The winds of change are coming in my life and as a believer and citizen of the kingdom of YHWH, the winds of change are nothing to take lightly. I am talking the leading of the Great Spirit of YHWH. In Hebrew, wind, spirit, and breath; are sometimes used interchangeably. Now that I'm writing this, if every time we are expecting the "winds of change," we'd truly stop and seek our King, we may miss fewer opportunities and certainly would waste much less time.

I've been thinking a lot since my birthday, realizing a big change was coming, I am the same age my Daddy was when he retired. He retired at 55 with a stellar career and is still called back for emergencies in an advisory capacity. Even though he retired young, he's still nowhere close to a rocking chair. Now past 70, men half his age would be hard pressed to keep up with him. He made wise investments and bought land along the way. I really think although he had a wonderful career with good earnings, he also saw 55 as the beginning of a new career, at least a different set of goals, with goals still be essential in his life.

We used to read and hear about so many men that died right after they retired. It's as if their life stopped at retirement. I don't plan to retire at all, but then I didn't begin serving YHWH til my mid 30's, and homesteading in my mid 40's, a business in my mid 50's and now this new expanded opportunity coming . . . it makes sense with such a late start, standard retirement isn't even an option . . . My entire adult life has been spent working hard, but I wasn't working for the Kingdom of YHWH until nearly 20 years ago. Serving HIM is such a privileged blessing, it doesn't seem like work at all.
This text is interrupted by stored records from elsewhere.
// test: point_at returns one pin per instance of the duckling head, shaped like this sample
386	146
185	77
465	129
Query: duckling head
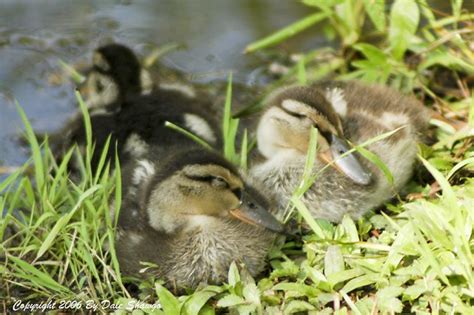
116	73
286	125
200	190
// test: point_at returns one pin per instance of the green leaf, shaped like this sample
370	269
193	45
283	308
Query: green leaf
63	221
296	306
404	18
301	72
333	260
198	300
448	194
376	11
372	53
35	148
38	276
234	275
299	288
230	300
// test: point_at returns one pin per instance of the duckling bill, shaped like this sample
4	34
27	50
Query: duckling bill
191	215
343	113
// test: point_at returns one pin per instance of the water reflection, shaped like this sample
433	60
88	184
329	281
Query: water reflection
35	34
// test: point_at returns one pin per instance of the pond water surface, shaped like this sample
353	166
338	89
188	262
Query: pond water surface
34	35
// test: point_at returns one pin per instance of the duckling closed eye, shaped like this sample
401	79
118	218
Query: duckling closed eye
344	113
287	124
192	215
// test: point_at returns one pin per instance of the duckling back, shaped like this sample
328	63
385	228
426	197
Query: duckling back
365	112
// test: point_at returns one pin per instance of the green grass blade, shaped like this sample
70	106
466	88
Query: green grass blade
188	134
286	32
63	221
375	159
244	151
35	148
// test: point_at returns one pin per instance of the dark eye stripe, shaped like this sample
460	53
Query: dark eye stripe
238	193
292	113
206	178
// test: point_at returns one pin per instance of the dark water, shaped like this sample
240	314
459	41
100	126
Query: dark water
34	35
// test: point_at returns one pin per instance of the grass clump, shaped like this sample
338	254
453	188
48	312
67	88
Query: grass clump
414	255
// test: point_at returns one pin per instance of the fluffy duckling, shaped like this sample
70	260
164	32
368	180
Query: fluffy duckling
135	118
191	215
115	75
341	112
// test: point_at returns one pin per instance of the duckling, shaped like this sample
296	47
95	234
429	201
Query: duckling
135	118
116	74
190	214
341	112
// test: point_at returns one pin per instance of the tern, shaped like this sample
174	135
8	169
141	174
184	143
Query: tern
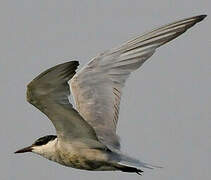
86	135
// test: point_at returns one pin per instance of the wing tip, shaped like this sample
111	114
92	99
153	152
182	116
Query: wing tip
201	17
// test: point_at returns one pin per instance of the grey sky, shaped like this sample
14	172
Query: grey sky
165	116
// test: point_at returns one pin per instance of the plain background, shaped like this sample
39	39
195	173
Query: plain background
165	116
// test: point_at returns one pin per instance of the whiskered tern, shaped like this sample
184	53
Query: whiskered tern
86	135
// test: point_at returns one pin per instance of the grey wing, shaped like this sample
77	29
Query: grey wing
49	93
97	88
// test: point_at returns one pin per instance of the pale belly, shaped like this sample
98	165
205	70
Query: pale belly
94	160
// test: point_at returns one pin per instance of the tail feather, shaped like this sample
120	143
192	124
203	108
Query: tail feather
129	161
129	169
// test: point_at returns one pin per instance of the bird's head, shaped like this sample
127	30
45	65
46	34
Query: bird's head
41	146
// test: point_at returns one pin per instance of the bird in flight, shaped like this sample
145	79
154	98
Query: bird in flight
86	135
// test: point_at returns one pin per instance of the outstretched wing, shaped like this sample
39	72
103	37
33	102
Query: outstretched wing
49	93
97	88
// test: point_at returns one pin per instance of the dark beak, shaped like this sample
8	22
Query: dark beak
26	149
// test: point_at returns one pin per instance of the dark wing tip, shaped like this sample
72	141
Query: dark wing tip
201	17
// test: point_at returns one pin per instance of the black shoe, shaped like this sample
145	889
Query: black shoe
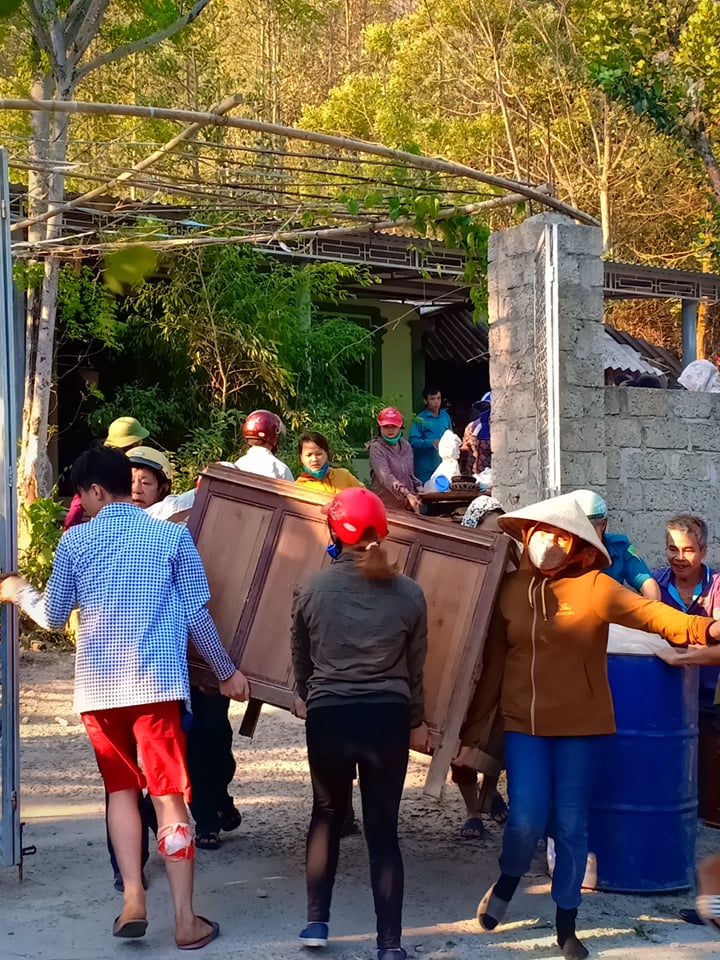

To even think about retiring would be quitting life.

There is, created in each of us, the need to be vital and productive for life. I realize some folks can live many years without contributing much, but for the most part, I believe we were created to live, produce, and contribute our entire life. We need a purpose and plan, beyond a paycheck. A paycheck isn't a reason to live, it's only a means to pay for the living we do and the lifestyle we choose. As I begin to listen and take the necessary steps toward this next project, I'm also keeping track of my living expenses. I've always been amazed at how full my life is, with so little funding required.
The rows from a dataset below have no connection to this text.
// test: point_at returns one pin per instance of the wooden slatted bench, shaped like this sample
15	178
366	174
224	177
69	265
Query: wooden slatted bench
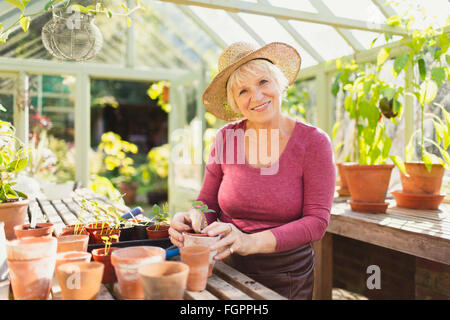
226	283
421	233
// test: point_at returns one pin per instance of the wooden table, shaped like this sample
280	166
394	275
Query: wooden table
226	283
421	233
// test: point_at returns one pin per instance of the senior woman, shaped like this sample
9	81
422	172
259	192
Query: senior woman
269	179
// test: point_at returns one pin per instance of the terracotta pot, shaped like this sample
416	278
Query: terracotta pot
126	262
164	280
368	185
166	94
130	191
197	258
94	227
31	263
73	243
73	229
41	230
202	239
13	214
80	280
342	190
162	232
418	201
109	275
109	232
422	181
72	256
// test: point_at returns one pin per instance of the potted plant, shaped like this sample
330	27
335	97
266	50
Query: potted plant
197	238
13	203
368	174
103	255
421	175
160	228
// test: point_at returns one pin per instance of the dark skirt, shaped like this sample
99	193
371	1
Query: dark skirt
289	273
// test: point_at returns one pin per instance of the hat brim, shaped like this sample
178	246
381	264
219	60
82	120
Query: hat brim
282	55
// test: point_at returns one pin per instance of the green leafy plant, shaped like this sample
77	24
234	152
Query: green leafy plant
13	159
203	208
157	92
160	214
430	45
367	99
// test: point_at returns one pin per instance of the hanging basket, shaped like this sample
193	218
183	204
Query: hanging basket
72	36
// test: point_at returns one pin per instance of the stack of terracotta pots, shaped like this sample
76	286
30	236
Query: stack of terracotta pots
421	189
31	263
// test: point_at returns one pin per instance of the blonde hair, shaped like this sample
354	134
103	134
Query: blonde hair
253	68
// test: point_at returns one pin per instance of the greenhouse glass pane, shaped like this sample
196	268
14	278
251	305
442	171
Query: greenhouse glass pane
302	5
436	11
363	10
223	25
324	39
366	38
271	31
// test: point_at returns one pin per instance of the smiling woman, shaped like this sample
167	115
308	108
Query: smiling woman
267	218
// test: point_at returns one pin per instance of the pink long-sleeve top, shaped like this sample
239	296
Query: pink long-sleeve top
294	203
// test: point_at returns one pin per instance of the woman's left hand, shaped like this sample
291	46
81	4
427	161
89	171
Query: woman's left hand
234	241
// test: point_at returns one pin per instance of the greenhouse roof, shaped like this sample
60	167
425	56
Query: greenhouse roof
185	34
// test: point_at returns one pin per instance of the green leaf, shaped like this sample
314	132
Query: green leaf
393	21
386	147
17	3
383	55
25	23
428	91
438	75
444	42
422	68
400	62
400	164
428	160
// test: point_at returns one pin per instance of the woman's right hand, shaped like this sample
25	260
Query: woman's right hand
180	223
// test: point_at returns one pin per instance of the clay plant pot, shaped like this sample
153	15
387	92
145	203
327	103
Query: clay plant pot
13	214
73	243
109	275
418	201
126	262
31	263
197	258
105	232
160	232
94	227
72	256
368	185
342	190
73	230
420	180
41	230
202	239
80	280
164	280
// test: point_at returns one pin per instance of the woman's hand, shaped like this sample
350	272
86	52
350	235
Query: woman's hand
233	241
182	222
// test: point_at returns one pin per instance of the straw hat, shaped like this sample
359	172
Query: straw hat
215	96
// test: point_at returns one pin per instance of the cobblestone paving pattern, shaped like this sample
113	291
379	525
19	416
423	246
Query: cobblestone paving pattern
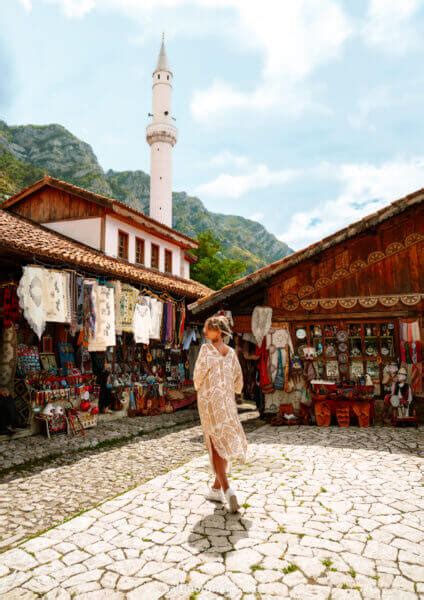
44	495
327	513
16	452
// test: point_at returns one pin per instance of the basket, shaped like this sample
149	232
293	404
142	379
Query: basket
87	419
343	414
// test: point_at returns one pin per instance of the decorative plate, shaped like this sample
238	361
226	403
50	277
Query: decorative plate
330	351
301	350
341	336
394	401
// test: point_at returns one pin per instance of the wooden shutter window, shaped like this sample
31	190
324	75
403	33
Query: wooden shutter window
155	256
168	261
123	245
139	251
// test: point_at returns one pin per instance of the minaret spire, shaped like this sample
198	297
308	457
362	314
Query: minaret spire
161	135
162	64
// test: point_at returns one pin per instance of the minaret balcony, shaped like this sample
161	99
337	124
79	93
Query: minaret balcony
161	132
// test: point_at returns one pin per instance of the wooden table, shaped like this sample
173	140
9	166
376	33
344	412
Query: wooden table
336	404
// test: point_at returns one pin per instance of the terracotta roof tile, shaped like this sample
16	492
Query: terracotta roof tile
34	241
105	201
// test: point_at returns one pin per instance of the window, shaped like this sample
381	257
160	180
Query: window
155	256
123	245
168	261
139	251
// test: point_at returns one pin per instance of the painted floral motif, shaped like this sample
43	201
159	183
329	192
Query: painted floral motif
328	303
322	282
309	303
348	302
305	290
368	302
393	248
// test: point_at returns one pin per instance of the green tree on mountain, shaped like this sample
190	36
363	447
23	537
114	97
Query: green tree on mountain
213	269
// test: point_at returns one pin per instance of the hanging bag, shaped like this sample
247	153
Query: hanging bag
279	377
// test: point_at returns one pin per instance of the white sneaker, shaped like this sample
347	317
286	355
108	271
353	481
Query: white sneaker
215	495
231	499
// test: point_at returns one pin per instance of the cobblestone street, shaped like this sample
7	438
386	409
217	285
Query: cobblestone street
326	513
74	474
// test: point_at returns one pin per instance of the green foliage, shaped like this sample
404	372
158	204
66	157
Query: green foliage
15	174
30	151
213	269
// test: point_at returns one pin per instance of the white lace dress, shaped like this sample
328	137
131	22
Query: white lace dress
217	379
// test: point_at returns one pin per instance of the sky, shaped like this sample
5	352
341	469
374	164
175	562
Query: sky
304	115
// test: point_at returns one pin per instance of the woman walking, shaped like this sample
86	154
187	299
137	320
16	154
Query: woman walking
217	378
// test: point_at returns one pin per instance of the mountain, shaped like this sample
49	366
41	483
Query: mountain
27	152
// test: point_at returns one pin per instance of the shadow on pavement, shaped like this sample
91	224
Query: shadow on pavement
219	532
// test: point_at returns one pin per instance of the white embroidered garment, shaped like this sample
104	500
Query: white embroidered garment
142	321
56	309
104	335
279	338
117	286
217	379
261	322
156	312
32	294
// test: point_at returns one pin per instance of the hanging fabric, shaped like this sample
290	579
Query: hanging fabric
142	321
104	335
32	294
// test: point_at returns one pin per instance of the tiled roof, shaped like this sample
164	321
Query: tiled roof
32	241
265	273
116	205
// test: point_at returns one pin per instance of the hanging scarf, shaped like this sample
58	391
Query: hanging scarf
32	294
104	335
57	306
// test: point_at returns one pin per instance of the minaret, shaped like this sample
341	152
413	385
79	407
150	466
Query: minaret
161	135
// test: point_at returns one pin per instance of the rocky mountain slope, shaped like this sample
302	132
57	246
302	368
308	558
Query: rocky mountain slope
27	152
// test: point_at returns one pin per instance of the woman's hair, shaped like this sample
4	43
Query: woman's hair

So at 55, I'm looking "cautiously" toward where I'm headed. You may think that sounds like a lack of faith. I'm not worried about YHWH's plan. I know it's perfect. The caution is on my part to not jump ahead and not chase any rabbit trails. I'm not in my 20's anymore! I know Daddy has made good use of his time and his energy since he "retired" at 55. Having had a good example of an excellent work ethic, I'm excited to apply that heritage knowledge to the Divine Plan that is laying out before me.

Considering the fact that Moses was beginning his life's work at 80, I'm still just a kid at 55!